- Born: Joan Evelyn Marshall October 10, 1926
- Died: May 8, 2016 (aged 89) Manhattan, New York, U.S.
- Occupation: Shoe designer
- Known for: Joan & David Shoes

= Joan Helpern =

American shoe designer

Joan Evelyn Helpern (née Marshall; October 10, 1926 – May 8, 2016) was an American shoe designer. She was the creative partner in the company Joan & David Shoes, with her husband, David Helpern.

==Early life==
Joan Evelyn Marshall was born on October 10, 1926, in the Bronx. She attended and graduated from Hunter College in Manhattan, majoring in economics, psychology and English. She earned a master's degree in social psychology from Columbia University and a doctorate in psychology from Harvard University.

Joan and David Helpern married in 1960. Joan Helpern was studying at Harvard, and later became a child psychologist in the New York City school system. David Helpern worked in his family's clothing stores. After becoming acquainted with the offerings in women's shoes through her husband's business, she began a second career designing shoes. She worked first for a small Boston shoe company and also consulted with other shoe manufacturers.

==Joan & David==

In 1967 Halpern and her husband decided to start their own shoe company. They specialized in high-fashion women's shoes, although their line also included handbags and other accessories.

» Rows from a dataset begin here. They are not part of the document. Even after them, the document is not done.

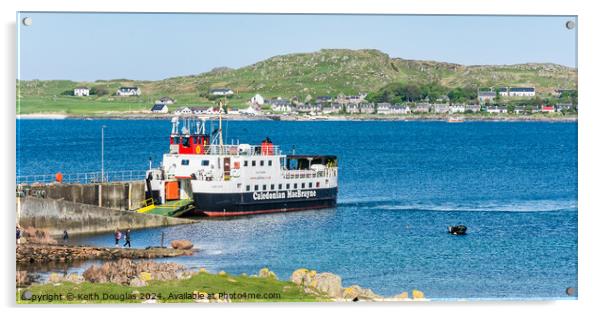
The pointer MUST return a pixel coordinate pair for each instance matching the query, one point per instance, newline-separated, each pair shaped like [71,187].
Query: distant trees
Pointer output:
[398,92]
[462,94]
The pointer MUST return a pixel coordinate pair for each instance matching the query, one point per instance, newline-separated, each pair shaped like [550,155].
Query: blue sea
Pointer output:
[513,184]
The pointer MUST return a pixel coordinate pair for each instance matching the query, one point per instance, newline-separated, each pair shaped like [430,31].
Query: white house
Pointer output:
[383,108]
[522,92]
[128,91]
[81,92]
[399,109]
[422,108]
[281,105]
[485,96]
[249,111]
[257,100]
[183,111]
[497,109]
[165,100]
[474,108]
[441,108]
[457,108]
[221,91]
[352,108]
[366,108]
[160,108]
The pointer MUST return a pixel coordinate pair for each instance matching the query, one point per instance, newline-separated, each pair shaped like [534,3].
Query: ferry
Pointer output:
[455,119]
[237,179]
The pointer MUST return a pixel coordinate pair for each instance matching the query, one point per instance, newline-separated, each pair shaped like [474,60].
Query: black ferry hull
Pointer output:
[237,204]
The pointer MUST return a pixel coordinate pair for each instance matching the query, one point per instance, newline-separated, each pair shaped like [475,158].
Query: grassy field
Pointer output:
[256,290]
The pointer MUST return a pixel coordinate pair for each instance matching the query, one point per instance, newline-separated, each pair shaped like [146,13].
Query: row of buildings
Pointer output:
[419,108]
[370,108]
[490,94]
[122,91]
[136,91]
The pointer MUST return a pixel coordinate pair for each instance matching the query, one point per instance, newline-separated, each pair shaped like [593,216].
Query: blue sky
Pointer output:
[91,46]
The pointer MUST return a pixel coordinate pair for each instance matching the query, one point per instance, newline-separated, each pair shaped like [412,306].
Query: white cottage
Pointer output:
[81,91]
[129,91]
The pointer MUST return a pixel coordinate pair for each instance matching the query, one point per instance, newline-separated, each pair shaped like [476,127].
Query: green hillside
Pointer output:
[326,72]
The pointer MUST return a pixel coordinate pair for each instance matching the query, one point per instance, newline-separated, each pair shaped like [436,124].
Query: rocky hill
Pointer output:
[329,72]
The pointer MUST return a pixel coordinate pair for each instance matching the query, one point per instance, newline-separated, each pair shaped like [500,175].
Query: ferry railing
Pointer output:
[243,150]
[308,174]
[84,177]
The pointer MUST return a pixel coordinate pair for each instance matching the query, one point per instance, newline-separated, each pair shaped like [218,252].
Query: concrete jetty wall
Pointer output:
[58,215]
[115,195]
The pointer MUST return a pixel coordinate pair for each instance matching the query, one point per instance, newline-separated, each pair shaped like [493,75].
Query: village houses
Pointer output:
[128,91]
[221,91]
[160,108]
[81,91]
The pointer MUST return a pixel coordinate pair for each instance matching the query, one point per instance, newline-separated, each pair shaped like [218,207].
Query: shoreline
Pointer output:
[305,118]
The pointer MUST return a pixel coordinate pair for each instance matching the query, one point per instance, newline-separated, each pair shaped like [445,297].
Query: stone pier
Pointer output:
[56,215]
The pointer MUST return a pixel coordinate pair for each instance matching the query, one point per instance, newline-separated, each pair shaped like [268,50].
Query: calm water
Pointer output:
[401,184]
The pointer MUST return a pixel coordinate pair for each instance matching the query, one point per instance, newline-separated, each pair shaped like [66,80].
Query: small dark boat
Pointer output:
[457,230]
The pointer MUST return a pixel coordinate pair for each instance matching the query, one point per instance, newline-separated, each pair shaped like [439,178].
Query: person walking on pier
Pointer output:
[127,239]
[117,237]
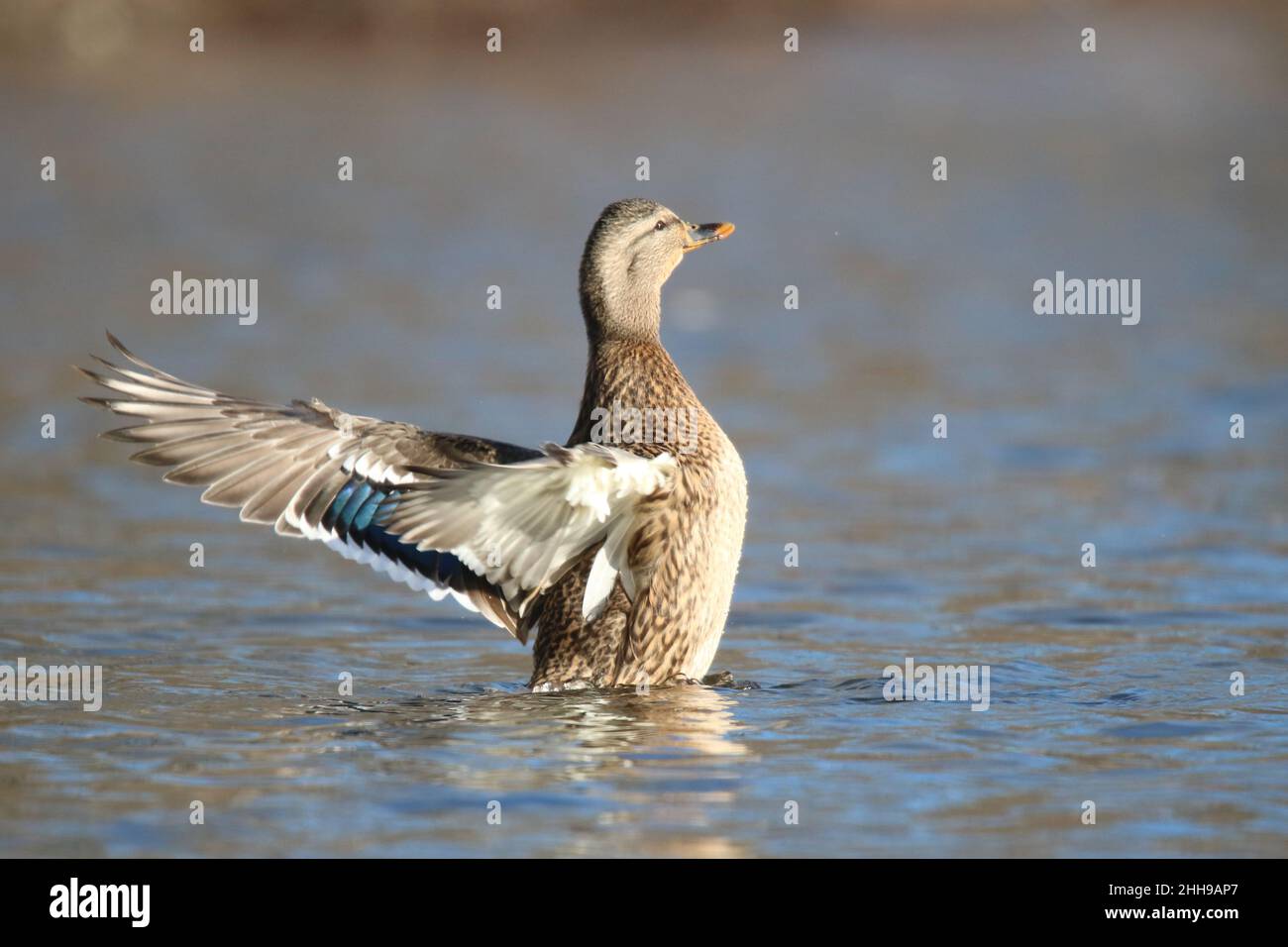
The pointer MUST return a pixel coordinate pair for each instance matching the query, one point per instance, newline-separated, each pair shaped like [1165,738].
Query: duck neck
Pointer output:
[619,309]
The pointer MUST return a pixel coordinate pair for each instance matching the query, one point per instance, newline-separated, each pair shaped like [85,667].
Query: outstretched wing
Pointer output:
[522,526]
[307,470]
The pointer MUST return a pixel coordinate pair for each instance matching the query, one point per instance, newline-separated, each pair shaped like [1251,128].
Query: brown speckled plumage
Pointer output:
[407,501]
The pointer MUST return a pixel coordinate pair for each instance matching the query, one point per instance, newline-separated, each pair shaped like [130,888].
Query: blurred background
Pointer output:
[915,298]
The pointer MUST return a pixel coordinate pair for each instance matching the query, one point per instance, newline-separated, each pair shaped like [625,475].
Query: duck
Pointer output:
[617,549]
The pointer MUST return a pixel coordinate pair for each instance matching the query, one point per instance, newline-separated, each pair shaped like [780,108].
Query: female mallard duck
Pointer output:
[619,548]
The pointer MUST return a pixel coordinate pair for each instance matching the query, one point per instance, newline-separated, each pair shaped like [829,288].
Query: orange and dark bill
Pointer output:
[699,235]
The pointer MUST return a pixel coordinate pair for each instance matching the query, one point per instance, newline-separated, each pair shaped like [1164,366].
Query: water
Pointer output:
[1108,684]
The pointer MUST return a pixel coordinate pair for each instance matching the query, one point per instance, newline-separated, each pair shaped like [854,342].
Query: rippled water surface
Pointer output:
[1108,684]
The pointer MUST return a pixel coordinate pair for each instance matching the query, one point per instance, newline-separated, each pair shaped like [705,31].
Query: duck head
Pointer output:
[630,253]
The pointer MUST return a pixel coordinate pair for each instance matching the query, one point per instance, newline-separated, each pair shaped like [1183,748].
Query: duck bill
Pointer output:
[700,235]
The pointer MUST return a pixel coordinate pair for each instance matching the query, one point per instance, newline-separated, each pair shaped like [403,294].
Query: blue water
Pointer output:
[1109,684]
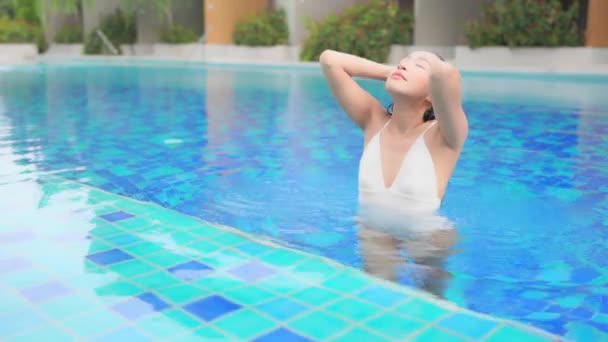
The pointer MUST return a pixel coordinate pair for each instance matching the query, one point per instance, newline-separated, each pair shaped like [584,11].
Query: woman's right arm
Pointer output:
[339,69]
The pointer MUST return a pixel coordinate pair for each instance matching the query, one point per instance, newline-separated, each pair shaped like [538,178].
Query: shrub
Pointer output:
[178,34]
[19,31]
[525,23]
[119,27]
[367,30]
[70,34]
[265,29]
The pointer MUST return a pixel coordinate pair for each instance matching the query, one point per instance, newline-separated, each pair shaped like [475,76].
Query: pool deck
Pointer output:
[77,262]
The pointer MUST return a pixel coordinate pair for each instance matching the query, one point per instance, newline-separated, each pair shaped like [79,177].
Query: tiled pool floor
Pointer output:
[78,263]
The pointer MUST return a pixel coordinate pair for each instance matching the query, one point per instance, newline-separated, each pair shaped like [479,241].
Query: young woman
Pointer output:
[410,150]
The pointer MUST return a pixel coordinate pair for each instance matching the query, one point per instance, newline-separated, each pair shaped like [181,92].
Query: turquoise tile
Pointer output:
[66,306]
[165,259]
[346,282]
[156,280]
[20,320]
[161,326]
[509,333]
[394,326]
[315,296]
[467,325]
[228,239]
[249,295]
[244,324]
[359,334]
[318,325]
[434,334]
[94,323]
[132,268]
[182,293]
[422,310]
[353,309]
[123,334]
[283,257]
[182,318]
[47,333]
[142,248]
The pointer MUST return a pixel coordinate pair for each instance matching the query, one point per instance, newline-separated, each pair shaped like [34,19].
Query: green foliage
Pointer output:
[178,34]
[20,31]
[525,23]
[120,28]
[69,34]
[367,30]
[265,29]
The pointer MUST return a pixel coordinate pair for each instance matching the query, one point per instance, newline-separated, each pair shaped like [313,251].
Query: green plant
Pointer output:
[265,29]
[178,34]
[119,28]
[366,30]
[69,34]
[525,23]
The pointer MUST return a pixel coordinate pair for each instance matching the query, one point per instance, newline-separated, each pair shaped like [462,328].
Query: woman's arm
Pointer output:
[446,92]
[339,69]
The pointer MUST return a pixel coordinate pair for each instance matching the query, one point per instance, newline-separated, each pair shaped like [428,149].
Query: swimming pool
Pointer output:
[268,151]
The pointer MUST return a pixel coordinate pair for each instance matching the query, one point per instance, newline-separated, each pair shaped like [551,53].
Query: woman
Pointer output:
[408,157]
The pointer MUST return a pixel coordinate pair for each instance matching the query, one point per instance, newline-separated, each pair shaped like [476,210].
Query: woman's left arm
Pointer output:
[445,89]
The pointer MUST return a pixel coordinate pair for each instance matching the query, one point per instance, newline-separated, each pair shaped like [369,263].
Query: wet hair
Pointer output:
[429,114]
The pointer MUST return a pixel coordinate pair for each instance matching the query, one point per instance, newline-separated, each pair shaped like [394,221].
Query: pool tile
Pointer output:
[282,309]
[45,292]
[244,324]
[281,335]
[131,268]
[359,334]
[353,309]
[116,216]
[318,325]
[421,310]
[467,325]
[210,308]
[283,258]
[509,333]
[346,282]
[123,334]
[144,304]
[394,326]
[182,293]
[109,257]
[253,271]
[249,295]
[13,264]
[190,271]
[315,296]
[382,296]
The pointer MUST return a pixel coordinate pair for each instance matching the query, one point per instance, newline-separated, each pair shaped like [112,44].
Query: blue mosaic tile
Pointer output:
[467,325]
[281,335]
[190,271]
[109,257]
[210,308]
[116,216]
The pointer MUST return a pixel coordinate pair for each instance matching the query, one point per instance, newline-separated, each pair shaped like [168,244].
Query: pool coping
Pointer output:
[410,291]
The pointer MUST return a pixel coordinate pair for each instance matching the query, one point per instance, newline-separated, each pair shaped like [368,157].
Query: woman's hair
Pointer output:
[429,114]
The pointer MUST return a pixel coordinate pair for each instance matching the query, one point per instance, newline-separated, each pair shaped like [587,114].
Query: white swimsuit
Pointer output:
[411,201]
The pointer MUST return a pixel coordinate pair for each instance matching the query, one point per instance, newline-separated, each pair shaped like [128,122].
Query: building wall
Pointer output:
[596,34]
[441,22]
[297,11]
[221,17]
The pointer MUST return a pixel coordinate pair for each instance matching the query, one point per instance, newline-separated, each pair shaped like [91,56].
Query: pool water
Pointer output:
[267,150]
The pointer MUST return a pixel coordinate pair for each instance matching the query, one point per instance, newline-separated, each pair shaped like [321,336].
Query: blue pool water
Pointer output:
[268,150]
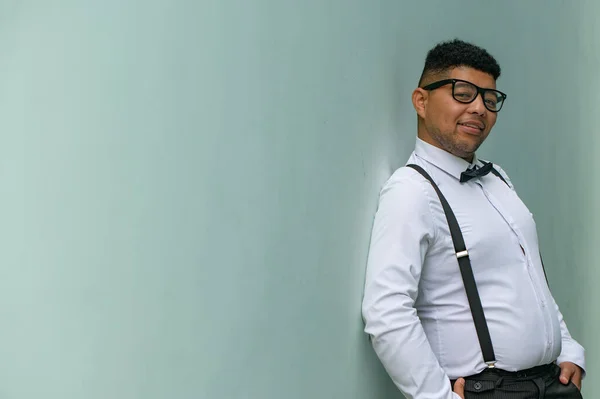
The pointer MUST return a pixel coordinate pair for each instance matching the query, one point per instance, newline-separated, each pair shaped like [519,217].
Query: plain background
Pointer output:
[187,187]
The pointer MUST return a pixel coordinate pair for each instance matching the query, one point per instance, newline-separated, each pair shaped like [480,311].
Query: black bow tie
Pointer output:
[476,172]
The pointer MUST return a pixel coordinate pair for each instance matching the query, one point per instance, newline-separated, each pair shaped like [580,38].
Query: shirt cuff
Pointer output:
[572,352]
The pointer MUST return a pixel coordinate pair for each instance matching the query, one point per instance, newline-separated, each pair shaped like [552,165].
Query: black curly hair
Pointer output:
[456,53]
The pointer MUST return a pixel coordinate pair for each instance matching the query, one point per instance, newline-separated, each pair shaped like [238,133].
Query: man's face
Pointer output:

While the standard for a women's shoe was the high heel, Helpern stated that she was designing shoes for women who "run through airports". Their first pair of shoes were blue and white oxfords.

They had revenues of $100 million in 1986. In 2000, after five years of financial difficulties, the company sought bankruptcy protection and was sold to the Maxwell Shoe Company for $16.8 million.

==Death==
Helpern died in Manhattan on May 8, 2016. David Helpern had died in 2012.